Bu sırada okula gelmiştik. Bina olarak eski okulla neredeyse aynıydı. Bu bina azıcık daha küçüktü belki, bir o..
Arabayı park etti, indik.
"Seninle gelmemi ister misin?" Dedi.
"Saçmalama, iyiyim ben, takma kafana."
Başını salladı.
"3'te burada bekliyor olacağım."
"İşin varsa.."
"Helin." Sesi çok otoriter çıkmıştı, başımı salladım.
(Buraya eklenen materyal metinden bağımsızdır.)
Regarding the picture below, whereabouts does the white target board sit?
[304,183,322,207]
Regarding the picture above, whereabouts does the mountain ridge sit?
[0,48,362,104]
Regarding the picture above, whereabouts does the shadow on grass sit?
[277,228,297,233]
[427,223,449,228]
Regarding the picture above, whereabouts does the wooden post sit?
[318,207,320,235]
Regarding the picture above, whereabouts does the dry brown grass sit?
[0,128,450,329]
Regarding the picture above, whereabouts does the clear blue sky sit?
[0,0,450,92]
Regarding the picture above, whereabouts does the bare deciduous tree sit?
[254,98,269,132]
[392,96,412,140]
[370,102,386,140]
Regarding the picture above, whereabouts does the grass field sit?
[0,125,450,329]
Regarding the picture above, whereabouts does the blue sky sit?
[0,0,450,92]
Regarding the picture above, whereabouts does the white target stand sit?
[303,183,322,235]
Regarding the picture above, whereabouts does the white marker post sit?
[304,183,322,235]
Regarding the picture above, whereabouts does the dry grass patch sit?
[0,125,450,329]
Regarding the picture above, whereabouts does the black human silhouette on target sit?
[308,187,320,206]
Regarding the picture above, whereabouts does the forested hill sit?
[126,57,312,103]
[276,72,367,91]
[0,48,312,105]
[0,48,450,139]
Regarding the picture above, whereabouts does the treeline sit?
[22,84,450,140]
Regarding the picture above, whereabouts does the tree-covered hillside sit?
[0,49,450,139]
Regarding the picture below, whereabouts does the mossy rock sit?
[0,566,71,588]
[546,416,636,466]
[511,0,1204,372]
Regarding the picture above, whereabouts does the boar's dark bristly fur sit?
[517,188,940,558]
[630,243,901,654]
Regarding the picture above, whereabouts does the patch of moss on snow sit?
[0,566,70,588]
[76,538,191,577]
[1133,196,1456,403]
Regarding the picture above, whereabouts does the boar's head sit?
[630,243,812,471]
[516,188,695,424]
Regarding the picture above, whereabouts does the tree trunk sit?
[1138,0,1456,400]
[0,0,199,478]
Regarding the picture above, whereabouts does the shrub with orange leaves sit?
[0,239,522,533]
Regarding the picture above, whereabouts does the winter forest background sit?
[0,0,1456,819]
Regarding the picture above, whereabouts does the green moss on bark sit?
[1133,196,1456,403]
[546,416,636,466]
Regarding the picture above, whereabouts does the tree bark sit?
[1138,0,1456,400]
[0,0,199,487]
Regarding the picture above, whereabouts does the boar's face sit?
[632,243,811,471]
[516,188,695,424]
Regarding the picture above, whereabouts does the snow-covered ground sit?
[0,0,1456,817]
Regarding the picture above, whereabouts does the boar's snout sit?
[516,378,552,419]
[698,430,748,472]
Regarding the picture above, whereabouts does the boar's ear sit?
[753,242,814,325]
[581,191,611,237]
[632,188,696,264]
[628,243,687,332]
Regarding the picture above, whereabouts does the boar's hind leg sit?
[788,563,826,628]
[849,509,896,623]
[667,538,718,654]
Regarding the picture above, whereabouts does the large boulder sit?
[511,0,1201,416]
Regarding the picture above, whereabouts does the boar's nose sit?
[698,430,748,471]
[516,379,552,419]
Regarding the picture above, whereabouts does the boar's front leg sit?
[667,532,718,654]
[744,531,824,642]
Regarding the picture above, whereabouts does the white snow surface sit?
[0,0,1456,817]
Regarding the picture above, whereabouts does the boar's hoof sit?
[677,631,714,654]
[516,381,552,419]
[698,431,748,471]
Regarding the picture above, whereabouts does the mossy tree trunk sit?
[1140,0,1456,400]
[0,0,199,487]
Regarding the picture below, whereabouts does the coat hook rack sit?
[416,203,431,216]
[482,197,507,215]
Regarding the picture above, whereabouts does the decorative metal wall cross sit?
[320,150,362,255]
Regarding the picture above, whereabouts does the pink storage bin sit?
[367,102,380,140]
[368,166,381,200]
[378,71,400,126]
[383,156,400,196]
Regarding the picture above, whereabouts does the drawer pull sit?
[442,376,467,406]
"3'te burada olurum o zaman." Dedim.
Gülümsedi, alnıma bir öpücük kondurdu. Bir an için tüm o kötü hislerden kurtulup yine o tozpembe dünyama dalmıştım.
Gülümsedim, binanın girişine yöneldim. Uzaklaşan arabasının sesini duyduğumda başımdaki toz pembe bulutlar yerlerini tekrar grilere bırakmışlardı.